Critical race theory is a decades-old academic framework in law schools. It holds that racism in America isn’t just a matter of individual prejudice but is embedded in our institutions and in society itself, manifested in ways that are more subtle and insidious than blunt expressions of racism — red-lining in real estate, for example, or white flight from urban schools.
Like most Americans, I’d never heard of critical race theory until last year, but its logic strikes me as obvious. By just about any metric you can name — employment, household income, school test scores, incarceration rates — Black Americans on average do worse than their white counterparts. Unless you believe, like some 19th-century pseudoscience quack, that there’s something about darker skin pigmentation that makes people less intelligent, industrious and law-abiding (which is, of course, the dictionary definition of racism), then the conclusion is inescapable: The cultural poison from centuries of slavery and then Jim Crow didn’t just magically disappear from America’s bloodstream with the signing of the Civil Rights Act of 1964. It still lingers, creating systemic, lifelong disadvantages for Black Americans that make societal success more difficult.
Once we’re done listening to all the racists’ heads exploding, let’s move on to the main point here, which isn’t really about critical race theory at all. It’s about the MacGuffin.
Republican Glenn Youngkin’s surprise victory in Virginia’s gubernatorial race in November has been largely attributed to his vow to ban critical race theory from public schools “on day one.” It was an easy campaign promise to keep, because the theory isn’t taught in secondary schools in Virginia, or pretty much anywhere else.
If Youngkin’s win won’t change anything in Virginia’s classrooms, it did demonstrate the potential power of the critical race theory MacGuffin. The lesson hasn’t been lost. As Politico reported last week, at least a dozen red-state legislatures, including Missouri’s, are now pursuing laws to ban critical race theory from the classroom, even though it is vanishingly rare there.
Missouri state Rep. Brian Seitz, R-Branson, who is among lawmakers sponsoring such legislation, told Politico that his priority in 2022 is to “shut down” critical race theory here. He’s going to have a leisurely time of it. According to a survey last summer by Missouri’s Department of Elementary and Secondary Education of the more than 500 school districts in the state, just one, Kansas City, said it addresses critical race theory, and that’s in a college preparatory academy.

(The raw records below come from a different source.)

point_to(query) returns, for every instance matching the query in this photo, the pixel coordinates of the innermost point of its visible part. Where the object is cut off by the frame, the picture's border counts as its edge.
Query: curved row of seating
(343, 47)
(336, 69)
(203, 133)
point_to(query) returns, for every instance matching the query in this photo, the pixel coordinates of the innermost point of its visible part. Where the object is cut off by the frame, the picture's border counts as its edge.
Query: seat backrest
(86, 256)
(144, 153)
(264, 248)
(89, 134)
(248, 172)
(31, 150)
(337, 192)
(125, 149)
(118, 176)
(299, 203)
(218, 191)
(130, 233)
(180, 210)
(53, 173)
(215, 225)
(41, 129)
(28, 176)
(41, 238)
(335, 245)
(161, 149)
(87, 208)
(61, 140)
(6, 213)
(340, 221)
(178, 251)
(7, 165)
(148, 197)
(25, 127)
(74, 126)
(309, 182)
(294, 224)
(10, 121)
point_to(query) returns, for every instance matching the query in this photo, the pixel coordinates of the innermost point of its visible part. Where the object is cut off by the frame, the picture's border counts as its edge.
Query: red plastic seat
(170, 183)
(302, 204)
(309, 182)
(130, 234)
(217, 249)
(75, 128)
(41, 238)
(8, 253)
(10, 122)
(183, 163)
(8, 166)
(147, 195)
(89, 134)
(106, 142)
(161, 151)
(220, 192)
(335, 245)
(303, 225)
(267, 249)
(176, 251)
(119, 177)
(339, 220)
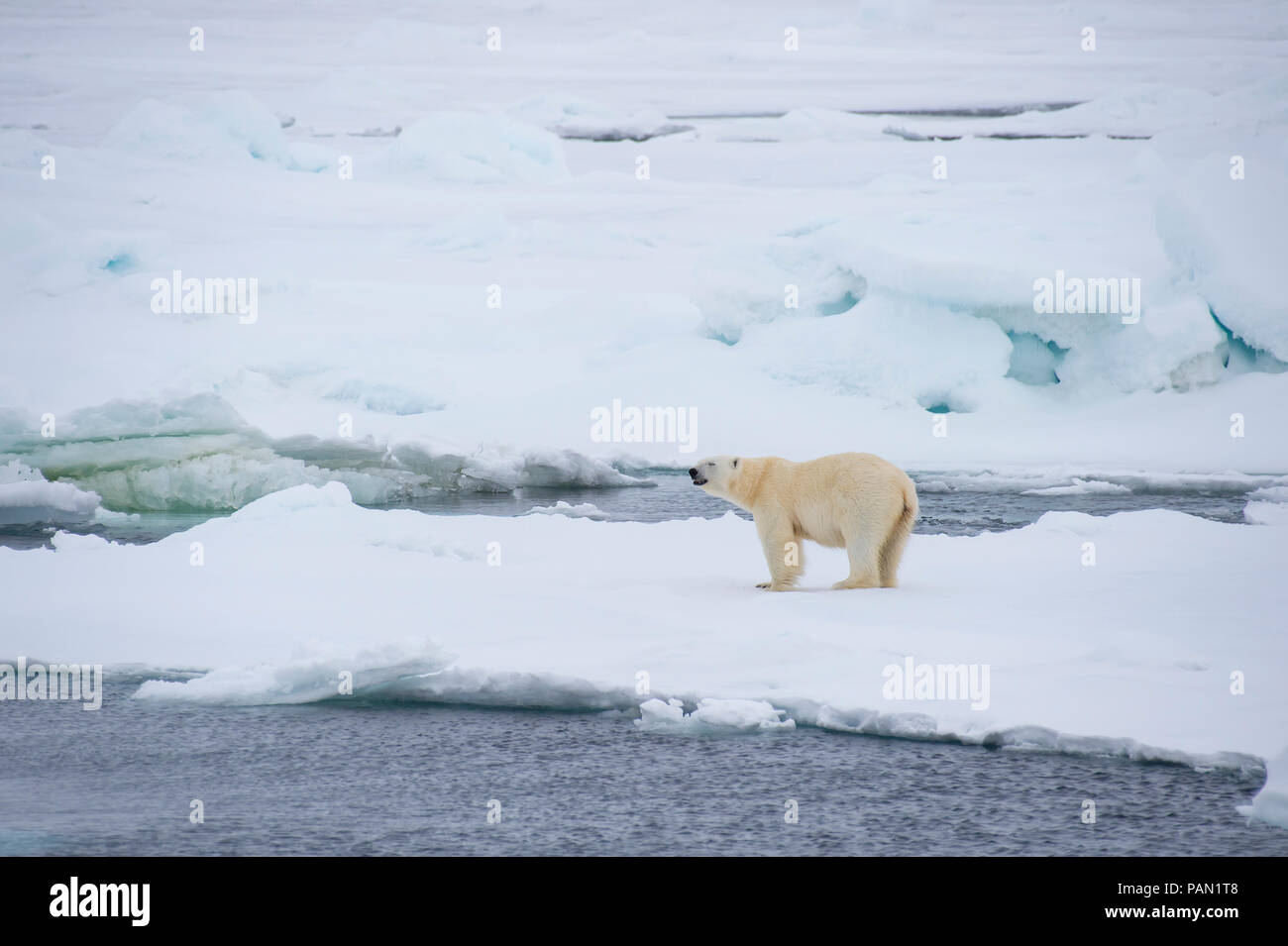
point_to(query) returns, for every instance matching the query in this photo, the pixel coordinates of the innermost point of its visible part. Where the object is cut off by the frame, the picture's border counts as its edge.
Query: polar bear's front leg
(782, 550)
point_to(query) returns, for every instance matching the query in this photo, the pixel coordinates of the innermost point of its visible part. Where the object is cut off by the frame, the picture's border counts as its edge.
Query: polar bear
(853, 499)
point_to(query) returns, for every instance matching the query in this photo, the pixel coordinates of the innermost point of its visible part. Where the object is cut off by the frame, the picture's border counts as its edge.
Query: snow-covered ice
(1132, 656)
(459, 257)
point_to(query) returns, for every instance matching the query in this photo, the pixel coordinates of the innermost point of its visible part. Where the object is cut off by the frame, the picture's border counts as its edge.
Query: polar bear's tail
(892, 550)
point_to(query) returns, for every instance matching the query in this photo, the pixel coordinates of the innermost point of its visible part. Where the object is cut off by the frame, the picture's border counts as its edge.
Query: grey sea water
(957, 507)
(366, 778)
(361, 778)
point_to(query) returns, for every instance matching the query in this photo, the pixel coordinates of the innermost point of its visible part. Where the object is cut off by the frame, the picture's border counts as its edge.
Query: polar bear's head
(715, 475)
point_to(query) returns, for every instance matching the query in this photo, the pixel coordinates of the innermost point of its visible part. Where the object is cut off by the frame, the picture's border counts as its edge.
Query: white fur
(855, 501)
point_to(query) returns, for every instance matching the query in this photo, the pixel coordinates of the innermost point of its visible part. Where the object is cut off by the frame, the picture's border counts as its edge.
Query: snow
(27, 497)
(1271, 803)
(1081, 488)
(793, 269)
(1119, 658)
(583, 510)
(477, 149)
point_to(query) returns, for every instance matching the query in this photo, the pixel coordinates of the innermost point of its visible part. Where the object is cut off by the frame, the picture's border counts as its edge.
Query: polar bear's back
(833, 494)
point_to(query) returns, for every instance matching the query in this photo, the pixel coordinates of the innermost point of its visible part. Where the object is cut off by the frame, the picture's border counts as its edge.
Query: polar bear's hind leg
(864, 560)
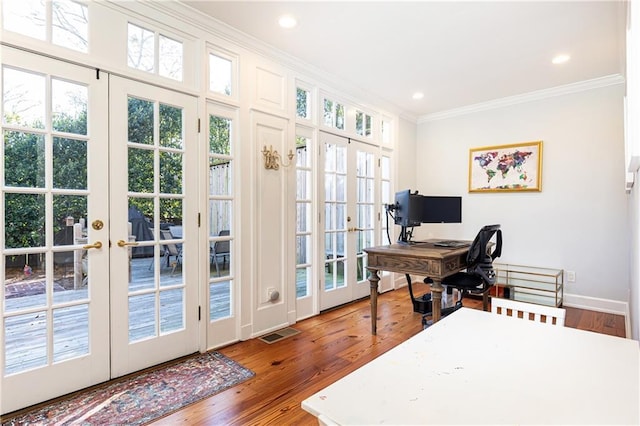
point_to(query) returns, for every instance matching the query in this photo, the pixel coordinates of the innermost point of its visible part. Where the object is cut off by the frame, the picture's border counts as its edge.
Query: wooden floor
(328, 347)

Nonetheless, Missouri Attorney General Eric Schmitt — never one to be out-demagogued in his quest for a U.S. Senate seat — is suing the Springfield school district, alleging they’re withholding information about whether they’re teaching critical race theory. This despite the fact that the district has publicly and repeatedly said it doesn’t teach the theory.
Educators have expressed concern that the GOP’s crusade against critical race theory could have a chilling effect on the teaching of any topics that touch on race at all. For many of the crusaders, that’s no doubt the whole point.
For others, it’s a means to an electoral end. As Seitz, the Missouri lawmaker, bragged to Politico: “There is a huge red wave coming.” And the show must go on.